The VCs aren't your enemy, even though they're holding the cash you need to get your startup going
There’s a very clear power imbalance when it comes to the relationship between an entrepreneur and a potential investor. You have this super awesome amazing thing that you’re very passionate about and put a lot of work into, and you’re pitching to a skeptical VC. Understandably, the experience might make a founder a little...aggressive. Maybe a tad bloodthirsty?
With so many entrepreneurs vying for Series A funding, it seems like a natural kneejerk response to just try to get as much as you can. But this is the wrong way to approach a potential investor. The reality is that your Series A investors are going to be much more involved in your startup than a Series B or C investor would be. When shopping for a Series A investor, you’re shopping for the perfect fit—for someone who’s going to be on your board for the next seven to ten years.
The Series A relationship was a topic of discussion at Venture Shift on Wednesday night in a panel consisting of Shasta Ventures' Tod Francis, Data Collective's Matt Ocko, Julep's Padma Rao, Ackrell Capital's Ezra Roizen, WIN's Mike Nirel, and moderated by KPMG's Mike McCormick. Matt Ocko of Data Collective had this to say about it:
“I’ve seen an endless profusion of articles advocating a Darwinian approach to raising capital—VCs are greedy and stupid, take them for all they’re worth. As with everything in life, you eventually get out what you put in. If you start out with an adversarial relationship with your seed—unless you’re killing it, and statistically, not everyone kills it—you’ll have an adversarial relationship in your A, and they’ll tell newcomers that maybe you’re tough to work with,” said Ocko, adding: “It’s easy to mythologize and demonize on both sides. Make sure your relationship is thoughtful and productive rather than adversarial. Big wins take 10 years. Google is an eight-year overnight success. Ditto for Facebook.”

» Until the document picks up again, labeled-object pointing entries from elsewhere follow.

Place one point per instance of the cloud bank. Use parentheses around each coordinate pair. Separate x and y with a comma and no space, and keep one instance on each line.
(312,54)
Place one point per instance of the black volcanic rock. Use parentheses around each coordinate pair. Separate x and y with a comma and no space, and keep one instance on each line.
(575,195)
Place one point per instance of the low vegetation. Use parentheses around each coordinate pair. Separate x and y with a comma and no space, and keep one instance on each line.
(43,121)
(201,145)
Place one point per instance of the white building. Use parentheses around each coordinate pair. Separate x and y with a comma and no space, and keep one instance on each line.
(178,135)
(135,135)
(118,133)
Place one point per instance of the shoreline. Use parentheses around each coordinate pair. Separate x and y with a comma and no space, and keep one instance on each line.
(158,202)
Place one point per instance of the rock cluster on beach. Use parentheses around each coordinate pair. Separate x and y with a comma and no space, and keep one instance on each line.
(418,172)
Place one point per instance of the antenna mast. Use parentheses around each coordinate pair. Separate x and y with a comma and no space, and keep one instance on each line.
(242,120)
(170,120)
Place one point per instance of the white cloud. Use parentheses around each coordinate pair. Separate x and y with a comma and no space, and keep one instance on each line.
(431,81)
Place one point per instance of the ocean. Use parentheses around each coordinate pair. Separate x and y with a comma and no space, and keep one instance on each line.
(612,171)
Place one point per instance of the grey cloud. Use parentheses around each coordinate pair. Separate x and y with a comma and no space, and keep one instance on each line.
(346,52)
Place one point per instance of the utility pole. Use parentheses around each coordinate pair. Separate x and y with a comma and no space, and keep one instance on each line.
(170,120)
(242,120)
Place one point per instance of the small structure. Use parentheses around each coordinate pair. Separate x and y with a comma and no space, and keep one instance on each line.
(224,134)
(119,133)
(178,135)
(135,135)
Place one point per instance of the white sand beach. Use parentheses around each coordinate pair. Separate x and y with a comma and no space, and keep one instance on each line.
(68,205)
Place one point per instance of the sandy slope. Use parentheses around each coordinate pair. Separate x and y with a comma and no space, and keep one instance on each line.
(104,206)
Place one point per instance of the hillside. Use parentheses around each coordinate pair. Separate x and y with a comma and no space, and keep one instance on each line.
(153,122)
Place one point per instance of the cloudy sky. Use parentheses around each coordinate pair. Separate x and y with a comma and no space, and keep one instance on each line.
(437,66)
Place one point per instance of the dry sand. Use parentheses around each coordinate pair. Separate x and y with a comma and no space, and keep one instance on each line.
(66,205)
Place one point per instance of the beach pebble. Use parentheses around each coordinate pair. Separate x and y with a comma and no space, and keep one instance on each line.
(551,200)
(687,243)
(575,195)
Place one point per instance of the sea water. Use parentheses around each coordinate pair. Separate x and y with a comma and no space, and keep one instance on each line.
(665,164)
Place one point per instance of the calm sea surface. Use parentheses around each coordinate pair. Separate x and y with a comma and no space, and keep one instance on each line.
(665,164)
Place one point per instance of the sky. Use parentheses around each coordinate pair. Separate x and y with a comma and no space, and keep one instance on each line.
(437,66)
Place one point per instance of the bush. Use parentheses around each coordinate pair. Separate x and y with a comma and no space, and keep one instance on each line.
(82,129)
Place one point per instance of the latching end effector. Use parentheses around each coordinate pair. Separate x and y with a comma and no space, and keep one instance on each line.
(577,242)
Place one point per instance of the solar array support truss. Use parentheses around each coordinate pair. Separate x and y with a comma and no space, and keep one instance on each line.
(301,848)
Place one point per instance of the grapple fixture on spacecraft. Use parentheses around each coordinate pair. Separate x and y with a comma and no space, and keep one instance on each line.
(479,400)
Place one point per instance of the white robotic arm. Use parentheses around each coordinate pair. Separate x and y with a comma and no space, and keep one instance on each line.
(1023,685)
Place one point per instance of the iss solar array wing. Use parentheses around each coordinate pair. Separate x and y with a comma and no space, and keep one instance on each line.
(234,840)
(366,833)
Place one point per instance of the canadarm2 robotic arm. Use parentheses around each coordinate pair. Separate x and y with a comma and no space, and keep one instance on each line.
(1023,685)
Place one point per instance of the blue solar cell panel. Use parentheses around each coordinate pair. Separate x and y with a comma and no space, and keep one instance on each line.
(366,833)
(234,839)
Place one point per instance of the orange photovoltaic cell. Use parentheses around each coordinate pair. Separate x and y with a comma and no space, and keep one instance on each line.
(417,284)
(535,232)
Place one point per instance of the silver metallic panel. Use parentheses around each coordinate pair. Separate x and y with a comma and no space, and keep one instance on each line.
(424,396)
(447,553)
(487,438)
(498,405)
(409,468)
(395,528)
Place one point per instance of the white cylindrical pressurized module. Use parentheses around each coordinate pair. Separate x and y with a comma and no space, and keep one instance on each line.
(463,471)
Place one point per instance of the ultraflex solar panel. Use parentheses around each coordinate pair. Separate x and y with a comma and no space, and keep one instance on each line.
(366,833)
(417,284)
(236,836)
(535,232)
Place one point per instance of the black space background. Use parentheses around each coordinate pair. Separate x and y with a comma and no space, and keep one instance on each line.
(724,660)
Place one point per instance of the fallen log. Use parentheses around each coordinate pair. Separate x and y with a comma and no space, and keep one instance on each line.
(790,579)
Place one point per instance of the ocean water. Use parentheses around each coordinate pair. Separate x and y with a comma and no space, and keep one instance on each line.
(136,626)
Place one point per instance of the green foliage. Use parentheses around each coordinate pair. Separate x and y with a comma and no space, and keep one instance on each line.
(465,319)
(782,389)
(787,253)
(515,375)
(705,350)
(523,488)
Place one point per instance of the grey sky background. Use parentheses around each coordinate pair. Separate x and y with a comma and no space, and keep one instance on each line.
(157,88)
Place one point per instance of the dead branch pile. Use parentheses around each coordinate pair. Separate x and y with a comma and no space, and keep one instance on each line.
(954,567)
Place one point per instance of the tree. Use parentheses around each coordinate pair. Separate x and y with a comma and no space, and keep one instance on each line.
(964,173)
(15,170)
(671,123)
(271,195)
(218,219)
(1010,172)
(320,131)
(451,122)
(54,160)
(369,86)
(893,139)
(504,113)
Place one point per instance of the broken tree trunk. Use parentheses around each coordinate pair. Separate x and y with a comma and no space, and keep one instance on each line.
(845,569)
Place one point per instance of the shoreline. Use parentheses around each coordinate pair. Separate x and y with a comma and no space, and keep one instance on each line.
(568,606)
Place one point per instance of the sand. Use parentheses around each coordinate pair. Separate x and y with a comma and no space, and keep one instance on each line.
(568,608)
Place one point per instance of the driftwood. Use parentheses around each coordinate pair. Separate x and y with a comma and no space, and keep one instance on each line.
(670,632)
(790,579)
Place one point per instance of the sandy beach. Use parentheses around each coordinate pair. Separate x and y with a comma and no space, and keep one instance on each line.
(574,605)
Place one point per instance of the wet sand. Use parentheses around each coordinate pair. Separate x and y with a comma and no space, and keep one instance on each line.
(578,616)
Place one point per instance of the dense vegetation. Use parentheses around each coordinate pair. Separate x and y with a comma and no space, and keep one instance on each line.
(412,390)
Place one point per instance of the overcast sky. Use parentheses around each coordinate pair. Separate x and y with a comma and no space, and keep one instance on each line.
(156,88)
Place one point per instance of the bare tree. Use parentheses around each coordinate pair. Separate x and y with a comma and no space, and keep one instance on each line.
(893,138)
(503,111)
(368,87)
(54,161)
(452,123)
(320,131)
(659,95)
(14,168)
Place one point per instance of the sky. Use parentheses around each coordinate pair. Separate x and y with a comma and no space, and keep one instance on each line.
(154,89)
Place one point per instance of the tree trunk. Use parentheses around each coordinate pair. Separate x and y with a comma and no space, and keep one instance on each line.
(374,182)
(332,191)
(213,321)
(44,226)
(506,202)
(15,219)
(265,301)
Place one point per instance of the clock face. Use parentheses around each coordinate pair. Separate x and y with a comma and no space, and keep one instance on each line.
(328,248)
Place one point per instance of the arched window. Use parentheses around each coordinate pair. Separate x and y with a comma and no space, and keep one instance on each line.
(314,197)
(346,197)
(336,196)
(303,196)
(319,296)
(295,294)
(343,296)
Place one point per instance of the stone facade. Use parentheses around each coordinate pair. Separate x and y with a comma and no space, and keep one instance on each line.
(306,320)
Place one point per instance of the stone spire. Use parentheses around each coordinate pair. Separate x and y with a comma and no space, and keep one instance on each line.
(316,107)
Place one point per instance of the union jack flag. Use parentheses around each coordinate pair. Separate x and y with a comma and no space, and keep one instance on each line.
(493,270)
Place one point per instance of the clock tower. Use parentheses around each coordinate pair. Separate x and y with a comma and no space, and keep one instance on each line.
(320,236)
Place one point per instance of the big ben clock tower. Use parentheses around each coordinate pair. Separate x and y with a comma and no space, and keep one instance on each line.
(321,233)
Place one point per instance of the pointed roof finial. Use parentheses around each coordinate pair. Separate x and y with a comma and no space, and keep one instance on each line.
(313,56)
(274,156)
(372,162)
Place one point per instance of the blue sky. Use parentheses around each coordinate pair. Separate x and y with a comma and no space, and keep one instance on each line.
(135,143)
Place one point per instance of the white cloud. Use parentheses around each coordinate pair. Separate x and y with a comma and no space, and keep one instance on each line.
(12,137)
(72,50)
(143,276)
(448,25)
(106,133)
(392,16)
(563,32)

Padma Rao of Julep echoed that problem: “for a lot of companies I advise, the entrepreneurs don’t spend a lot of time warming up their investors to get to know them, to build confidence and see if they’re a good fit.”
“You’re building a partnership, and communication and transparency is important,” chimed WIN’s Mike Neril. “Having some type of quarterly communication update is important.”
What makes the Series A unique and why is it so problematic when it comes to getting funding? The reality is that at the Series A point in a startup’s evolution, there still might not be much hard traction or strong results to go on.
“At the Series A stage, there’s still a lot of volatility and lot of risk,” said Padma Rao. “You still have a lot of dependency on their decision making and ability to execute.”
Matt Ocko agreed and explained that at that point, a Series A investment is largely reliant on trust.
“A lot of the A comes back to faith and good will. A baller team is a chip that buys you faith in doing the A, traction is a token of faith in the team regardless of their credentials or lackthereof.”
"The investor isn't your enemy," said Ackrell Capital's Ezra Roizen. "It's the entrepreneur sitting next to you."
So in conclusion: don’t be a jerk about it.